Nous ne soulignerons jamais assez le danger de calquer sa stratégie sur celle d’opérateurs embrassant un consensus univoque. Mais le moment nous semble également mal choisi pour jouer les héros ; la rapide dissipation des effets d’annonce — plan de relance fiscal de 170 milliards de dollars de G.W. Bush, baisse de taux de la Fed, projet de réassurance de ceux dont c’est le déjà le métier — démontre qu’il ne faut pas se fixer d’objectif trop ambitieux… et ce même si de nombreux éléments techniques nous ont conduit à privilégier sans désemparer l’hypothèse d’un rebond indiciel d’ici la prochaine réunion de la banque centrale américaine le 18 mars prochain.
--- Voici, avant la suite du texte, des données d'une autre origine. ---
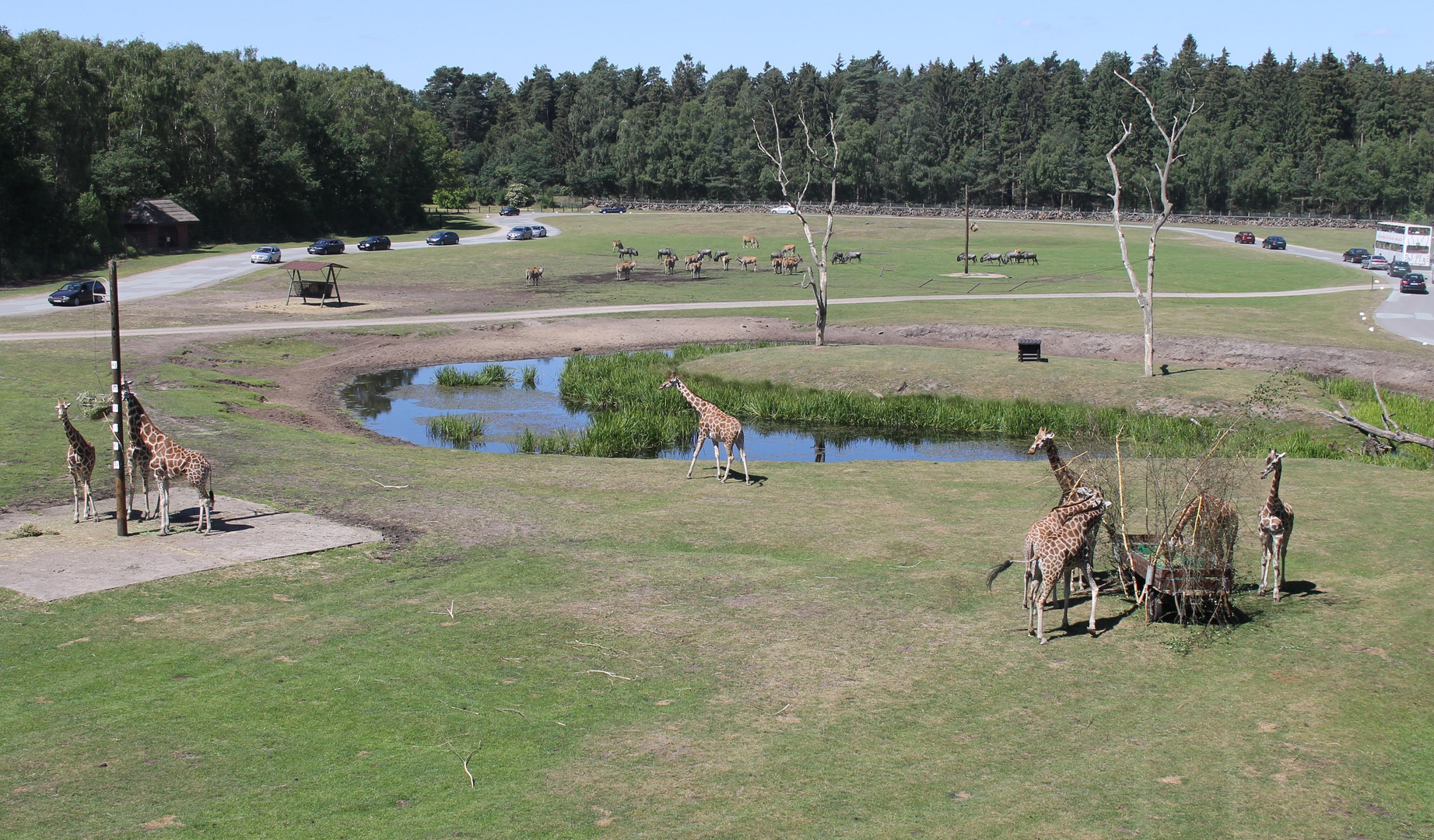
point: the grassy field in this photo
(808, 657)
Nous n’allions pas jusqu’à espérer que Tokyo et Hong Kong exploseraient de 4% alors que la croissance japonaise atteint +0,9% au quatrième trimestre 2007 — soit 3,7% en rythme annuel. Cependant voilà le genre de bonnes nouvelles auxquelles plus personne ne s’attendait… mais qui va remettre au goût du jour le concept du miracle asiatique.
Le soleil levant nippon devrait trouer pour quelques heures ou quelques jours les lourds nuages qui frangent le cyclone des dérivés de crédit.